Brexit deal - labour's laura smith - schools funding

Crewe & Nantwich MP Laura Smith has hit out at the BBC’s plan to scrap the free TV licence for people over 75.

Ms Smith says the proposal would hit up to 5,900 households in her constituency.

The BBC have proposed it to save up to £745 million a year and avoid having to cut channels and radio services for millions.

“The strength of feeling on this issue is unsurprising,” said Laura Smith.

“Crewe & Nantwich will be hit particularly badly by this, with up to 5,900 households that could lose this important benefit.

“Free TV licences are an important tool in the battle against loneliness and social isolation and I have spoken in the House of Commons about my concerns.

“The Conservatives promised to protect this benefit at the last election, despite having set the stage for scrapping it back in 2015.

“This is yet another broken promise by a government that is treating our older citizens as though they are a burden.

“How many more benefits can we expect to see outsourced as this government continues to shirk its responsibilities to our pensioners?”

BBC chairman Sir David Clementi said it had been a “very difficult decision” but this was the “the fairest and best outcome”.

But Tom Watson Deputy, Leader of the Labour Party and Shadow Culture Secretary, said: “It is an outrage that this Government is overseeing the scrapping of free TV licences for three million older people, leaving a Tory manifesto promise in tatters.

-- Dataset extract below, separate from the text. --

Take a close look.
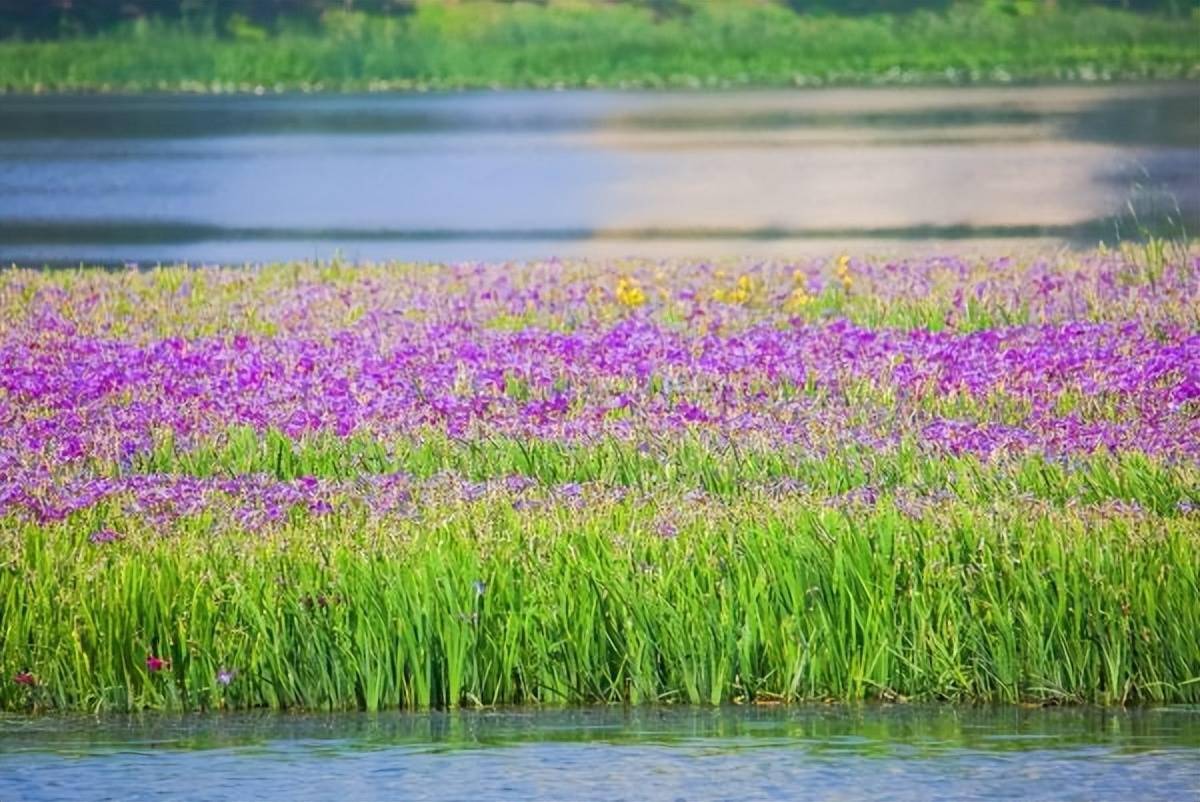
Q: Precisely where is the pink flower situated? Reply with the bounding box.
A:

“In the same week that Boris Johnson has championed tax cuts for the rich, this Conservative Government has delivered yet another ruthless welfare cut to some of the most vulnerable people in our society.

“I challenge all Tory leadership candidates to honour the commitment they made in 2017. You cannot means test for social isolation.

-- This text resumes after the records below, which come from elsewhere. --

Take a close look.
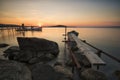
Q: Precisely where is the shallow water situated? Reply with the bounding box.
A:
[0,28,120,80]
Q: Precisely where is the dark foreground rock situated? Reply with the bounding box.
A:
[114,70,120,80]
[4,37,59,64]
[0,59,32,80]
[0,43,9,48]
[17,37,59,56]
[31,63,70,80]
[81,68,108,80]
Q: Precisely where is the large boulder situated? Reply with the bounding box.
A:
[0,59,32,80]
[81,68,108,80]
[4,37,59,64]
[31,63,61,80]
[17,37,59,56]
[3,46,20,60]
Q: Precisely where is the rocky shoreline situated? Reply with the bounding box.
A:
[0,37,72,80]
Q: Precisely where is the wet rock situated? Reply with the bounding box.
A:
[0,59,32,80]
[3,46,20,60]
[68,30,79,36]
[54,65,73,80]
[0,43,9,48]
[81,69,108,80]
[17,37,59,56]
[4,37,59,64]
[31,63,60,80]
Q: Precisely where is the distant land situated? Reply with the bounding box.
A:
[0,24,120,28]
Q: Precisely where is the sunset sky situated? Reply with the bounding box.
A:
[0,0,120,26]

“You cannot means test for loneliness. Millions of elderly and isolated people will lose because of this announcement – Labour will fight it with everything we’ve got.”

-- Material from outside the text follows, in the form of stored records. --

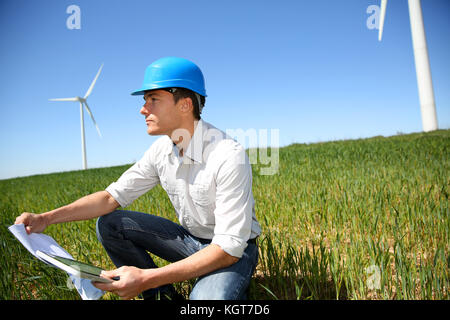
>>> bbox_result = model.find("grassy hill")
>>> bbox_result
[0,130,450,299]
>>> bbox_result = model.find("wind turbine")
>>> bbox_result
[49,64,103,170]
[378,0,438,132]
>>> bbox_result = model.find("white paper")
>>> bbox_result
[8,224,104,300]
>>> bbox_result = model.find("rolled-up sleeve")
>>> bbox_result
[106,148,159,208]
[211,147,254,258]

  1. I can afford to pay for a TV licence, so why should I expect the government to pay it for me? Government money is better spent where it’s really needed.

  2. Bob Bobson says:

    Labour introduced this bribe in 2001, it never made sense — why not increase the state pension by £155 a year instead? It was inevitable.

    To fund this political bribe would mean the BBC would have to find £745m. That means shutting down Radio 1, Radio 2, Radio 3, Radio 4, Radio 5, Local Radio, Radio Scotland, Wales, Ulster, CBBC and CBeebies, and still finding another £24m.

    I wonder how many of those 5,900 households (who don’t get pension credit) buy a daily newspaper (£260 a year). I wonder how many have Sky TV (£324 a year).